In the meantime, you can try to call the LanguageModelFilesWriter directly from within the library itself. There is the file com.github.pemistahl.lingua.app.App.kt that contains a main() method. Remove the call to runApp() within it and instead call LanguageModelFilesWriter in there.

mnavasloro commented 1 year ago

Thank you again for your patience!

I have tried to do so but the same error appears, probably because I am not familiar with Kotlin and I am using Java dependencies somewhere. I will try to check the Moshi/plugin compatibility problem.

pemistahl commented 1 year ago

I've just tried and it works fine for me if I execute the code within an IDE such as IntelliJ IDEA. Just stop building the JAR with all dependencies for now.

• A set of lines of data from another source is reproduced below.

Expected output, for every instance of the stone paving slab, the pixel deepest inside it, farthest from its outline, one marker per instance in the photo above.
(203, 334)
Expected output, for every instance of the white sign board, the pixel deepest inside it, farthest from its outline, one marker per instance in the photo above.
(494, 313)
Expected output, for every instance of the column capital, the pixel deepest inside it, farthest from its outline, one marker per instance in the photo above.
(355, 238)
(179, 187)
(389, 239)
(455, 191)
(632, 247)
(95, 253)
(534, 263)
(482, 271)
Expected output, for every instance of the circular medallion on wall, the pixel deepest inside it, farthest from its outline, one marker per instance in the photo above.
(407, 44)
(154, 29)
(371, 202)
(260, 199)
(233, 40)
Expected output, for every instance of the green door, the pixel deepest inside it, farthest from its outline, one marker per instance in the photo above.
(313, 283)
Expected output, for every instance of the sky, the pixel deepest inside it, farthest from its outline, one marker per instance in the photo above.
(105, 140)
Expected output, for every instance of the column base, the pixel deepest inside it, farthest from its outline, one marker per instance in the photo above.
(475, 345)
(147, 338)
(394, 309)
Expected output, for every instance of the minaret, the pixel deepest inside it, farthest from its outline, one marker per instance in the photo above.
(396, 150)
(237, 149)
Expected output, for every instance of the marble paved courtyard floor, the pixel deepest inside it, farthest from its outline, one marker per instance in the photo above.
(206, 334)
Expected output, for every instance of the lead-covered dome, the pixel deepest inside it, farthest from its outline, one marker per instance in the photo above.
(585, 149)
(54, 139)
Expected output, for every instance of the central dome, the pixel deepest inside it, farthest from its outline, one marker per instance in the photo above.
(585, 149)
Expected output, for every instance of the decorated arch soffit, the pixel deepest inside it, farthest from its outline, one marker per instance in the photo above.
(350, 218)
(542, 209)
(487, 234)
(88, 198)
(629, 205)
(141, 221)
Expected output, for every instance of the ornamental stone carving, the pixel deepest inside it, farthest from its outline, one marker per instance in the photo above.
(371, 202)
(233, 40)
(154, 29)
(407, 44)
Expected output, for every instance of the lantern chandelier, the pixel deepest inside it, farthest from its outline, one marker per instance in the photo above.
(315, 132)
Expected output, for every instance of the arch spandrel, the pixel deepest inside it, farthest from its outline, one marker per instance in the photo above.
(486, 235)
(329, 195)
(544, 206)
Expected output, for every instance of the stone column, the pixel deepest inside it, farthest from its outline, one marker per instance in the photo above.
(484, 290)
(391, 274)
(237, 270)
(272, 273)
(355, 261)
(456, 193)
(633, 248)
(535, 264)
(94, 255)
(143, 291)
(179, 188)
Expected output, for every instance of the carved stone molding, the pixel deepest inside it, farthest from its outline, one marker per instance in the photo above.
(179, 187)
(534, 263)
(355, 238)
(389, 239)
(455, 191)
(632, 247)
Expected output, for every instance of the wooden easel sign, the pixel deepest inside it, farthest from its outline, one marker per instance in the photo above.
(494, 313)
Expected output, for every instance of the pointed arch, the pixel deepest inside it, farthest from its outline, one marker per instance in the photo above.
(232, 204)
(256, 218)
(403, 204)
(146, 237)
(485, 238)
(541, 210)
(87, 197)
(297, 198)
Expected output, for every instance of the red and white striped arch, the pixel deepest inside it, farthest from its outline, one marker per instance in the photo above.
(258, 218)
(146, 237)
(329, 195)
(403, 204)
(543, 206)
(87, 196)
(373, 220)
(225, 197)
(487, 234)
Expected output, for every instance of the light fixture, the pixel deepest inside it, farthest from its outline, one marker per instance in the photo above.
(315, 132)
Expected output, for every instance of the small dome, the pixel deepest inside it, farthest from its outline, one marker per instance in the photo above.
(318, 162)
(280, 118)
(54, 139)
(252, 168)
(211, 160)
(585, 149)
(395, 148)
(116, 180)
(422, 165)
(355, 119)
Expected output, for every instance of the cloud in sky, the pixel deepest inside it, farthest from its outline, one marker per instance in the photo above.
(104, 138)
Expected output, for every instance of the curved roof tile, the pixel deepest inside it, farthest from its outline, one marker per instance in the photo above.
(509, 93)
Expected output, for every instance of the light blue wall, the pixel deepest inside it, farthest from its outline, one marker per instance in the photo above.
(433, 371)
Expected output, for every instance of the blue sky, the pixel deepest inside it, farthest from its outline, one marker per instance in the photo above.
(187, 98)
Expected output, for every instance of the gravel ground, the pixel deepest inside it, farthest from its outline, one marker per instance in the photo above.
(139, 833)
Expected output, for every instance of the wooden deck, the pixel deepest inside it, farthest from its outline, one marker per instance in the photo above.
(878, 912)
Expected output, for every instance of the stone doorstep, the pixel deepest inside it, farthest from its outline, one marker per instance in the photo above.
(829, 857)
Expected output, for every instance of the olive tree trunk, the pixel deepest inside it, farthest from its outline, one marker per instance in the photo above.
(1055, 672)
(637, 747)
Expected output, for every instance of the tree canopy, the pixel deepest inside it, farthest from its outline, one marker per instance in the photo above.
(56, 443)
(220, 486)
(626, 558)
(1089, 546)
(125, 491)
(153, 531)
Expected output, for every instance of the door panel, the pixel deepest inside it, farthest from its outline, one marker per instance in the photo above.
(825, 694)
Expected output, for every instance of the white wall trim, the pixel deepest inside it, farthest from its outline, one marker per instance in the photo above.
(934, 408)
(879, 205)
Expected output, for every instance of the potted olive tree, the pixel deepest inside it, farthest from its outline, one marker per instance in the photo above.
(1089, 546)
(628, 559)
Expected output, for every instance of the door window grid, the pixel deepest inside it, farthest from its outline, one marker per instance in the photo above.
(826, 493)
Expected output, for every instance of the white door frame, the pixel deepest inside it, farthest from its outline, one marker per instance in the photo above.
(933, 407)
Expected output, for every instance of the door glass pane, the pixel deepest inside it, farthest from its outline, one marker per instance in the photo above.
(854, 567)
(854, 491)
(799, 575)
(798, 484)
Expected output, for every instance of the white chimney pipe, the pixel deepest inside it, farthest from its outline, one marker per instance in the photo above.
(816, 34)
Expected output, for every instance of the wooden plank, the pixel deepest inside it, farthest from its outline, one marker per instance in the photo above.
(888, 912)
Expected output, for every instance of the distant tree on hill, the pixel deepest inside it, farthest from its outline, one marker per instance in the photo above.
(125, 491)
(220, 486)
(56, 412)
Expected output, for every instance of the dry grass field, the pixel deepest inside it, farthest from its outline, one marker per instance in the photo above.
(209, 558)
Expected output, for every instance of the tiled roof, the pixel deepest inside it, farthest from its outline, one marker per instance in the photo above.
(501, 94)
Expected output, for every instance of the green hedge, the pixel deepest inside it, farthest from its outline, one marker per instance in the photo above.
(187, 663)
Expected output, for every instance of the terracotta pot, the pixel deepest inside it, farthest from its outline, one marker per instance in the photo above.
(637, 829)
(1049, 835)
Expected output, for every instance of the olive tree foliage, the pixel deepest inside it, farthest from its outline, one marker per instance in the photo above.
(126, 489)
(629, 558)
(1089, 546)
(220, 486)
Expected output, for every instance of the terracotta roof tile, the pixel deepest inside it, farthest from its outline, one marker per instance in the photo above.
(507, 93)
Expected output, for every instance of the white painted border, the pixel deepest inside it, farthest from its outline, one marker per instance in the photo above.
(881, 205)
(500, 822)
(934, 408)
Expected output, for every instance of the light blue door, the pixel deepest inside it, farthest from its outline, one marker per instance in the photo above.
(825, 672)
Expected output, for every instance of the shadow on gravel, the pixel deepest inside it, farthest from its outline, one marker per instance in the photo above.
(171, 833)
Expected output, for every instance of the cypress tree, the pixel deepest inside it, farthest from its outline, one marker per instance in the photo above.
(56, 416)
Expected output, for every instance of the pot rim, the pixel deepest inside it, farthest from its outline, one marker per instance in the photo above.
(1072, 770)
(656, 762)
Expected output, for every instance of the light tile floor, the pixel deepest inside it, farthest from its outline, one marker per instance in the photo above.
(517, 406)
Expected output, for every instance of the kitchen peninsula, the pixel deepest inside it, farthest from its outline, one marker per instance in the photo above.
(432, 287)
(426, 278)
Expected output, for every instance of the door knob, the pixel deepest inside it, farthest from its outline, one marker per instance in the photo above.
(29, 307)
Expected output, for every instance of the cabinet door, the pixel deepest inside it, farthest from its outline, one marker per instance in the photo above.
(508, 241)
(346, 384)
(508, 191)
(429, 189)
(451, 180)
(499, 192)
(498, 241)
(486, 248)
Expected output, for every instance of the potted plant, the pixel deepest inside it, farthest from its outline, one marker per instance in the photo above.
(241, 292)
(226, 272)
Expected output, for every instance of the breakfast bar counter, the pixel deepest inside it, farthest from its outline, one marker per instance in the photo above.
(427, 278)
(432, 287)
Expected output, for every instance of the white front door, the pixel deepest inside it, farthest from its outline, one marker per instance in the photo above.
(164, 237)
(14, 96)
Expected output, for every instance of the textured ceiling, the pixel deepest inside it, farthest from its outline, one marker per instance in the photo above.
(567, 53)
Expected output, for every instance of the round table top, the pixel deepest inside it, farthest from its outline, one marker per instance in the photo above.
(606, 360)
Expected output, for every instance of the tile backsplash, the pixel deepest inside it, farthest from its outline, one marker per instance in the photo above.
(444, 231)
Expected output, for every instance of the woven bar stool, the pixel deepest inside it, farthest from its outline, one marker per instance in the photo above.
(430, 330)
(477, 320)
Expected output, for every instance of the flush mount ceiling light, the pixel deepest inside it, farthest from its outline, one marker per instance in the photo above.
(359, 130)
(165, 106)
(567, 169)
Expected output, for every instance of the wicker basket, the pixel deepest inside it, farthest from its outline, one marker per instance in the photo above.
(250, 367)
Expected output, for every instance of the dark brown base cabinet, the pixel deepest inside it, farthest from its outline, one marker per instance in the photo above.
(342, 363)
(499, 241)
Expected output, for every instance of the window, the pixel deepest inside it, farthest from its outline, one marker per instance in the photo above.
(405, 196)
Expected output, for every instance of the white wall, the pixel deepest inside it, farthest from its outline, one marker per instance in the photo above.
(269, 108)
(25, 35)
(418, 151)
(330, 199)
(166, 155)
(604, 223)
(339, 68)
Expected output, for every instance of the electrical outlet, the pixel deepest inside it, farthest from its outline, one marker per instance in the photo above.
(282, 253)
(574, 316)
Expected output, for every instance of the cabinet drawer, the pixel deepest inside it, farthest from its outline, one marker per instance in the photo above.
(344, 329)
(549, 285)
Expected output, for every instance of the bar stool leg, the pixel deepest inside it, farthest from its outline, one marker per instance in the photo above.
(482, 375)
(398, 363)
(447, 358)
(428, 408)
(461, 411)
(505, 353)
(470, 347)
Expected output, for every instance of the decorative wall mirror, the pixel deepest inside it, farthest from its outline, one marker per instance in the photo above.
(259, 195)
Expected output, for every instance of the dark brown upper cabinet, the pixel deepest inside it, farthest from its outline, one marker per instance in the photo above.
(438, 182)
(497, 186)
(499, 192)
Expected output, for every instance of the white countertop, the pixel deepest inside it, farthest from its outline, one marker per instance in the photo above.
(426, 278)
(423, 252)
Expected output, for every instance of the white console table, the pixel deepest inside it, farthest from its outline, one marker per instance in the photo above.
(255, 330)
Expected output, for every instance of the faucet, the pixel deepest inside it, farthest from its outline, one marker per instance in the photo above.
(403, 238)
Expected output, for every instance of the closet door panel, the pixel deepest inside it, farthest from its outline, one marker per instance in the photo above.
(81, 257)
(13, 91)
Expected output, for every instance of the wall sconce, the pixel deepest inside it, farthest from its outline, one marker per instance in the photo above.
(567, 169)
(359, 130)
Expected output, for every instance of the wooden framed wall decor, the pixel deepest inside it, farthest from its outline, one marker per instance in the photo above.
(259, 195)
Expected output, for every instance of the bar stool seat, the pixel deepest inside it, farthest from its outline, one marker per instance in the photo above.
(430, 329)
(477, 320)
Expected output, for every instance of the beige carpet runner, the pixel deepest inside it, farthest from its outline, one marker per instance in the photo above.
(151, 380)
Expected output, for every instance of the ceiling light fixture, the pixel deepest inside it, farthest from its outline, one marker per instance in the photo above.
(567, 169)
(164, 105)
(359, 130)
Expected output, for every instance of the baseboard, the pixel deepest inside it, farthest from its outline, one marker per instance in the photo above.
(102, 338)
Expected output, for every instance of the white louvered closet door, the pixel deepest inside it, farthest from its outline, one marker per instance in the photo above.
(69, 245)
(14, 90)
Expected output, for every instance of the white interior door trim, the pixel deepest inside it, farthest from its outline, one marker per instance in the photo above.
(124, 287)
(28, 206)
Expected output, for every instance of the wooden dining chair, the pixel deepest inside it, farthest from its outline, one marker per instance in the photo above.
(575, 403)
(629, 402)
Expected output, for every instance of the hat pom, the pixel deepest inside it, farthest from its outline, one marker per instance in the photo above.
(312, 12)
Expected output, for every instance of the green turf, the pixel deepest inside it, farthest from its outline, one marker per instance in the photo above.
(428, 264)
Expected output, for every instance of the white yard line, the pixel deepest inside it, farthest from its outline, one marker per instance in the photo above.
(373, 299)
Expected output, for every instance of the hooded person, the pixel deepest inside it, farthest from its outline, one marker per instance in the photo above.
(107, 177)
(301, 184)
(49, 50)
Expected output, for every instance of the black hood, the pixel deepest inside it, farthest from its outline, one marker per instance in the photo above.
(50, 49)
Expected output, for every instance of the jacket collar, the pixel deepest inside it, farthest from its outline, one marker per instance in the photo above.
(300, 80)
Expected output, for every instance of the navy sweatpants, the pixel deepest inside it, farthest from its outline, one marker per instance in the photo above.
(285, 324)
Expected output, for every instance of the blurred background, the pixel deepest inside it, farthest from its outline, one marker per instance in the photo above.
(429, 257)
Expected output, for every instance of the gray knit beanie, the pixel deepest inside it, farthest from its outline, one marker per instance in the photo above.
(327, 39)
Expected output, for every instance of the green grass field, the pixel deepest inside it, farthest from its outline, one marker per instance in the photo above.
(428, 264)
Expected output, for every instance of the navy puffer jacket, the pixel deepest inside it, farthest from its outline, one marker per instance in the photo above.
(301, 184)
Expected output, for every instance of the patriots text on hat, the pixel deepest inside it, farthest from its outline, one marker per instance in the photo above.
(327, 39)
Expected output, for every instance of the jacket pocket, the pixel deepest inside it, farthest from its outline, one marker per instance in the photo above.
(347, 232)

In the file App.kt, run this example code but with existing paths, of course:

fun main() {
    LanguageModelFilesWriter.createAndWriteLanguageModelFiles(
        inputFilePath = Path("/Users/pemistahl/training.txt"),
        outputDirectoryPath = Path("/Users/pemistahl/language-models"),
        language = Language.ENGLISH
    )
}

You can also run ./gradlew runLinguaOnConsole on your command line which will execute the code in the main() method as well.

Does that work for you in IntelliJ IDEA or VSCode? What IDE or editor are you using?

pemistahl commented 1 year ago

Alright, so updating the Gradle ShadowJar plugin has fixed your problem. I've just verified it locally. Just create the JAR with dependencies again from the updated main branch and you should be fine.

mnavasloro commented 1 year ago

Great, thank you so much! It works smoothly now, I close the issue. Thank you again!